C'est demain. Keller est un Ange, un type à qui ont a installé des implants pour que tout ce qu'il voit et entende soit stocké sur une puce. Une caméra vivante. Mais une caméra qui doit abandonner ses réflexes humains pour apprendre à n'être qu'un outil. Grâce à cette technologie, Keller peut produire des reportages saisissants de réalisme puisqu'il est une caméra cachée permanente.

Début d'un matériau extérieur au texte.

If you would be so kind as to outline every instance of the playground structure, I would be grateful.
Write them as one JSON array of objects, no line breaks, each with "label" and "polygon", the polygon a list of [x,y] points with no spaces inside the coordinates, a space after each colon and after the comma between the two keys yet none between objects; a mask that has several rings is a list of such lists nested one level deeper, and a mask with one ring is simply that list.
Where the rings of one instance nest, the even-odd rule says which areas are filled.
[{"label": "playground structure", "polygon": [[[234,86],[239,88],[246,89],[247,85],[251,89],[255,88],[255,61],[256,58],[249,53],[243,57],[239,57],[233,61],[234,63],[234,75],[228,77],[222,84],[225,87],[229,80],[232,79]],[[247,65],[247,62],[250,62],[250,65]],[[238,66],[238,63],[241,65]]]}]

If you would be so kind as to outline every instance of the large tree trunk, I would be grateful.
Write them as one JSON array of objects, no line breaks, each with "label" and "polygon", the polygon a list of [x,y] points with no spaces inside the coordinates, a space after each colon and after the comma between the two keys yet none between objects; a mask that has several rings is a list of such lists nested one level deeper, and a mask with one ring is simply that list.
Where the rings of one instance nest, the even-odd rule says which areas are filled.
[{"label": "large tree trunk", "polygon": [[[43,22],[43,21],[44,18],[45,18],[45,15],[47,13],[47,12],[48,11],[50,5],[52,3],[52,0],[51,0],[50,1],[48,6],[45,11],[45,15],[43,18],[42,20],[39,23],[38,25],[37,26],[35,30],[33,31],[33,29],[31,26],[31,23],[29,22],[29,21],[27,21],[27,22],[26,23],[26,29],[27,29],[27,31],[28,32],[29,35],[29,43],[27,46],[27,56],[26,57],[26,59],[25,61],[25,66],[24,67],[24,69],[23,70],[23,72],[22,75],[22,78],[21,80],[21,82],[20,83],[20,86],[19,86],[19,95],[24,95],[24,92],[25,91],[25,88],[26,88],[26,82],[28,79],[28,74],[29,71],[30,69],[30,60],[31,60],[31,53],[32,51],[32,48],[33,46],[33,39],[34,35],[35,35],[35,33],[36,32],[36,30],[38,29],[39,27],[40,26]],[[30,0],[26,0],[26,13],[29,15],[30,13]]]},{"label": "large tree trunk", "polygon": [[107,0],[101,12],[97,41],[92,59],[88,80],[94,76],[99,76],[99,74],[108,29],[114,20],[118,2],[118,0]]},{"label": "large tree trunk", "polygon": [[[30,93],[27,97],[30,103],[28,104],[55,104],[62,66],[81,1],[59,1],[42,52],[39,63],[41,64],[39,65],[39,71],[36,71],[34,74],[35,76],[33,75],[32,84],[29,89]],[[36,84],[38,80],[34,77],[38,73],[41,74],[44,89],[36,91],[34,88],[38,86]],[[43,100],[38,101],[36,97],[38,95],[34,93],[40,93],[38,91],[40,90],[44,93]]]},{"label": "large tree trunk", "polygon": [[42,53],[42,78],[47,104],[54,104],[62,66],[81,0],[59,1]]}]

Et justement, on lui demande de ramener des images et du son d'une mine brésilienne où l'on extrait du sol boueux d'étranges pierres oniriques tombés du ciel. Des pierres qui ont d'étranges propriétés sur la mémoire de ceux qui les manipulent. Et évidemment, un Ange qui doit oublier qu'il est humain ne touche pas impunément une des ces petites bombes mémorielles.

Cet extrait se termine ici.